Menurut Syafriudin, persoalan BBM subsidi bukan hanya soal pelanggaran administrasi, namun sudah menyangkut hak masyarakat luas yang harus dilindungi negara.
“Kalau benar ada praktik penyalahgunaan BBM subsidi, maka ini tidak boleh dianggap sepele. Subsidi itu hak rakyat kecil, bukan untuk dipermainkan demi keuntungan pribadi atau kelompok tertentu,” tegas Syafriudin.
Ia juga mengapresiasi keberanian masyarakat dan insan pers yang terus mengawal persoalan tersebut hingga menjadi perhatian publik.
“Kami mendukung penuh langkah masyarakat dan rekan-rekan media yang berani mengungkap dugaan penyimpangan ini. Pengawasan publik sangat penting agar tidak ada lagi oknum yang bermain dalam distribusi BBM subsidi,” ujarnya.
Syafriudin menambahkan bahwa pemerintah daerah, Pertamina, dan aparat penegak hukum harus memperketat pengawasan mulai dari jalur distribusi, administrasi, hingga pengawasan langsung di titik penyaluran BBM.
“Jangan sampai rakyat terus menjadi korban akibat lemahnya pengawasan. Jika ada pihak yang terbukti melakukan pelanggaran, proses hukum harus ditegakkan secara transparan dan tanpa tebang pilih,” tambahnya.
Ia berharap langkah cepat segera dilakukan agar distribusi BBM bersubsidi kembali tepat sasaran dan tidak menimbulkan keresahan di tengah masyarakat.
“Negara harus hadir melindungi hak masyarakat. BBM subsidi harus benar-benar sampai kepada yang berhak, bukan malah bocor kepada pihak-pihak yang mencari keuntungan,” pungkas Syafriudin.

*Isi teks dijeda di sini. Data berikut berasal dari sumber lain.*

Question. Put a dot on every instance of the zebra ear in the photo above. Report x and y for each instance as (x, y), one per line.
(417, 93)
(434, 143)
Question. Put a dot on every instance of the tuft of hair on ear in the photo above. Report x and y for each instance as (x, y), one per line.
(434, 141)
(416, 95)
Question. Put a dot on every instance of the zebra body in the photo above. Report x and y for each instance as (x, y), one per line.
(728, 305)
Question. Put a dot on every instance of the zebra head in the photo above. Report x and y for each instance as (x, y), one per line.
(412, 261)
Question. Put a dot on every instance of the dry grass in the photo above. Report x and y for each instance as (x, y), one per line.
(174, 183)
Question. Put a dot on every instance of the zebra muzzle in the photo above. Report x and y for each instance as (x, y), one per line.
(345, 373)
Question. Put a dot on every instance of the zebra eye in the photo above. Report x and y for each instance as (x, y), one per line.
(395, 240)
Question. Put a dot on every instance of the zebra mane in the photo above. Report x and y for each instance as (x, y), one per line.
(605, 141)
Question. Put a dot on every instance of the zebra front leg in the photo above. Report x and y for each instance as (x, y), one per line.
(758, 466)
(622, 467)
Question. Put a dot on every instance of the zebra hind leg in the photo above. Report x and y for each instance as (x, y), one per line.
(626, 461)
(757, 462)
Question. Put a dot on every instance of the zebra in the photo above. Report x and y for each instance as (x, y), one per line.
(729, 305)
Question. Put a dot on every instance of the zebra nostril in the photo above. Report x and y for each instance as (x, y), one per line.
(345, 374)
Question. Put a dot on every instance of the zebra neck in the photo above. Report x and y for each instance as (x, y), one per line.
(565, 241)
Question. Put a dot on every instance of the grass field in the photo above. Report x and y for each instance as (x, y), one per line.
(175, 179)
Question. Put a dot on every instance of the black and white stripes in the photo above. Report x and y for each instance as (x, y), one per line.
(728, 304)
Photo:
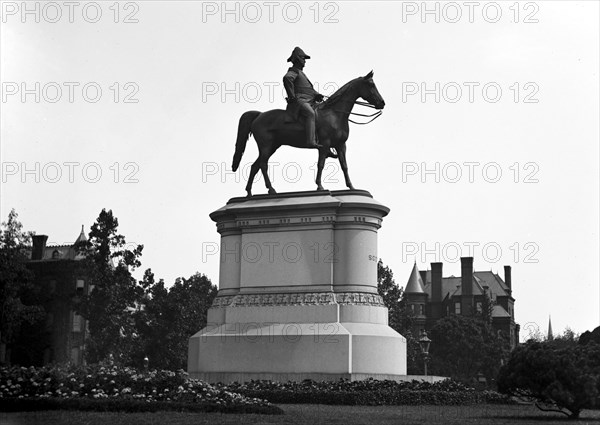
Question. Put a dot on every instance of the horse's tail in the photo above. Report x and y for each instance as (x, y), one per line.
(243, 134)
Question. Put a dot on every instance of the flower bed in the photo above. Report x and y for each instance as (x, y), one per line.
(367, 393)
(100, 387)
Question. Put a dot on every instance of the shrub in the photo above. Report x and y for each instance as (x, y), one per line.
(565, 376)
(122, 387)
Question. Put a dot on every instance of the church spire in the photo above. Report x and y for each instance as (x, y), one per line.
(550, 336)
(81, 237)
(415, 283)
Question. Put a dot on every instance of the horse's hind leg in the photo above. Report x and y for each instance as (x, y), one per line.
(253, 170)
(263, 161)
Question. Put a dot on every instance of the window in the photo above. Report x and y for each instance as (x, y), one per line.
(75, 355)
(77, 322)
(80, 285)
(49, 320)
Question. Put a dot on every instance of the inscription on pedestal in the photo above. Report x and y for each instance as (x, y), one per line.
(304, 298)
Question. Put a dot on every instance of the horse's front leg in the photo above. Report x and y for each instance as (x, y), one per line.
(342, 157)
(320, 165)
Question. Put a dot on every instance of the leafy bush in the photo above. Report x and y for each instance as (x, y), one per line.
(122, 386)
(565, 376)
(369, 392)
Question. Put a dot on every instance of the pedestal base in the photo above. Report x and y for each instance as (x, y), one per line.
(298, 293)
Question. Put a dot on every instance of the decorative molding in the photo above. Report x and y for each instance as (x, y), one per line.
(304, 298)
(359, 298)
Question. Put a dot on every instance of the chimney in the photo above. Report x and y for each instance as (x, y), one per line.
(423, 274)
(466, 283)
(466, 275)
(39, 246)
(508, 277)
(436, 282)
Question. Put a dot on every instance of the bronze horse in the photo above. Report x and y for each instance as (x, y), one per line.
(271, 130)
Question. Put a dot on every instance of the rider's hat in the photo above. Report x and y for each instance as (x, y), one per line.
(297, 53)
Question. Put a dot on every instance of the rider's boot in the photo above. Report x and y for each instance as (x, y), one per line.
(310, 134)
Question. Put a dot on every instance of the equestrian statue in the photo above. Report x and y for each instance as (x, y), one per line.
(309, 121)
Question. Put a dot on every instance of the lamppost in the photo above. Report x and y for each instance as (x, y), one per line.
(424, 342)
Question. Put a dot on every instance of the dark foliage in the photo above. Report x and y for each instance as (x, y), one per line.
(108, 265)
(129, 406)
(466, 346)
(565, 376)
(366, 393)
(170, 316)
(588, 337)
(400, 318)
(20, 301)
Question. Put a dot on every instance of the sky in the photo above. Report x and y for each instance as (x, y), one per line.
(487, 146)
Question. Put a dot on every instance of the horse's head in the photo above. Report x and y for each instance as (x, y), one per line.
(368, 91)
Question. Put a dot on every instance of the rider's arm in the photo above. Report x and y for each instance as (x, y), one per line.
(288, 84)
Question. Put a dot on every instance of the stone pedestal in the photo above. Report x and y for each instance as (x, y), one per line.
(298, 292)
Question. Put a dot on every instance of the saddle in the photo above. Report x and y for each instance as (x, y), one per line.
(293, 113)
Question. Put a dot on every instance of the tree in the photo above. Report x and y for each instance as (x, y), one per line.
(18, 305)
(465, 346)
(171, 316)
(564, 378)
(399, 317)
(588, 337)
(115, 295)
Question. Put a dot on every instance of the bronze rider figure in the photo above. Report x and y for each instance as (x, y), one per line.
(301, 94)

Menurut Syafriudin Penyalahgunaan minyak subsidi (BBM) diatur dalam UU Nomor 22 Tahun 2001 tentang Minyak dan Gas Bumi (UU Migas), yang perubahannya diperbarui dalam UU Nomor 6 Tahun 2023 tentang Penetapan Peraturan Pemerintah Pengganti UU Nomor 2 Tahun 2022 tentang Cipta Kerja.

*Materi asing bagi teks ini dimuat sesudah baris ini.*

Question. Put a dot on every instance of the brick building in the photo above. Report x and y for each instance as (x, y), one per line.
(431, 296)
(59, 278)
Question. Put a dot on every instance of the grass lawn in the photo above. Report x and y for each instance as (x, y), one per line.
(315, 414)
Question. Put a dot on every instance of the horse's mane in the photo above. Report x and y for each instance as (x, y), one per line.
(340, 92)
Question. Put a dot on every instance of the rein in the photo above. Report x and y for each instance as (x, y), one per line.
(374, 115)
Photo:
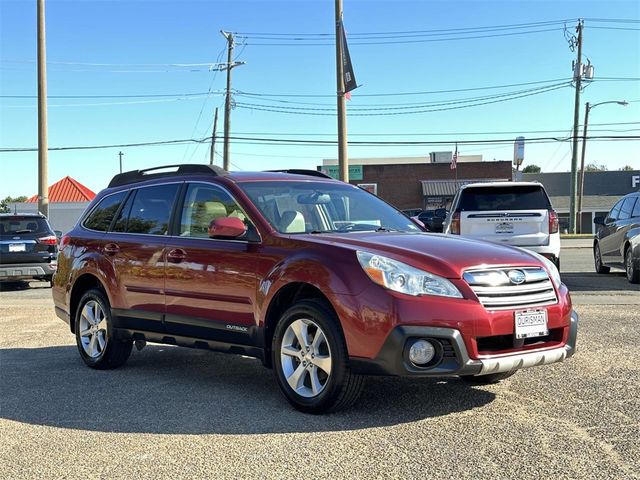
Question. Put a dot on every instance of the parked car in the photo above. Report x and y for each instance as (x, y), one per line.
(510, 213)
(617, 240)
(28, 248)
(433, 219)
(412, 212)
(320, 280)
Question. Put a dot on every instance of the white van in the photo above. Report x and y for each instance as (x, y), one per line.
(510, 213)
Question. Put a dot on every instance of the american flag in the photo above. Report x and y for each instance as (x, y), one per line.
(454, 159)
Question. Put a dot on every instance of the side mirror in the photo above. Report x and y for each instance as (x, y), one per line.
(227, 227)
(419, 223)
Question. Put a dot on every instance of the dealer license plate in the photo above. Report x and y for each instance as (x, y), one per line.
(504, 228)
(17, 247)
(531, 323)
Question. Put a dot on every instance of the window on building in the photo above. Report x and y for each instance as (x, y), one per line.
(627, 208)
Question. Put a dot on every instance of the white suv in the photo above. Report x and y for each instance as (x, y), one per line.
(510, 213)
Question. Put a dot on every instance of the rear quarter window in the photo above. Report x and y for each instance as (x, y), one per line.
(102, 215)
(515, 197)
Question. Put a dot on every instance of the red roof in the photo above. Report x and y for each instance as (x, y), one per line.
(67, 190)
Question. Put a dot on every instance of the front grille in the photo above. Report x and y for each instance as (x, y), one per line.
(496, 291)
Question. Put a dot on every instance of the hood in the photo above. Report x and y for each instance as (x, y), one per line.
(445, 255)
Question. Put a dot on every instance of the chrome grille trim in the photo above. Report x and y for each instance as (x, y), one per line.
(496, 292)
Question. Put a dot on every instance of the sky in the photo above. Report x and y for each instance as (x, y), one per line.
(129, 53)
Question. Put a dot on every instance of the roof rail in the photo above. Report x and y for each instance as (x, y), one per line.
(134, 176)
(301, 171)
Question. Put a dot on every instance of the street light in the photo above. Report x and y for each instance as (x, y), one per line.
(588, 107)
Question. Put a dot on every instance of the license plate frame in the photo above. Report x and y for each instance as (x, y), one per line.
(17, 247)
(531, 323)
(504, 227)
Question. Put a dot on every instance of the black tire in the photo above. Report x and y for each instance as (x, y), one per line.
(342, 387)
(116, 351)
(633, 271)
(597, 260)
(487, 379)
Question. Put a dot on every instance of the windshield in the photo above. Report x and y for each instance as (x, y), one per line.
(323, 207)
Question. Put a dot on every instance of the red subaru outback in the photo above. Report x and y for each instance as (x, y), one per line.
(320, 280)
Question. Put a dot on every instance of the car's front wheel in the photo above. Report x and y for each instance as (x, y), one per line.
(597, 260)
(632, 268)
(95, 336)
(310, 359)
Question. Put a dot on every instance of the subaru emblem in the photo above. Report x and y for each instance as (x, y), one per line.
(516, 276)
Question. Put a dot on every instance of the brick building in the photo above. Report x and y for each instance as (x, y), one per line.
(418, 182)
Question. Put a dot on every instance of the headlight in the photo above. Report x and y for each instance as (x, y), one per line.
(403, 278)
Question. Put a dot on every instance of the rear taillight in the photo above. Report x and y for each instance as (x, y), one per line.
(455, 224)
(50, 240)
(553, 221)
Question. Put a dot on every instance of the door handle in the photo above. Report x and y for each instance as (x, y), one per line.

Aturan Hukum Penyalahgunaan BBM Subsidi
Tindak pidana penyalahgunaan pengangkutan dan/atau niaga bahan bakar minyak yang disubsidi pemerintah dijerat menggunakan regulasi utama berikut:
- Pasal 55 UU Migas: Menyatakan bahwa setiap orang yang menyalahgunakan Pengangkutan dan/atau Niaga Bahan Bakar Minyak yang disubsidi Pemerintah dipidana dengan penjara paling lama 6 (enam) tahun dan denda paling tinggi Rp60.000.000.000,00 (enam puluh miliar rupiah).
- Pasal 53 UU Migas: Mengatur tentang kegiatan usaha pengangkutan atau niaga tanpa izin usaha, yang juga dapat menjerat pelaku penimbunan dan jual-beli ilegal.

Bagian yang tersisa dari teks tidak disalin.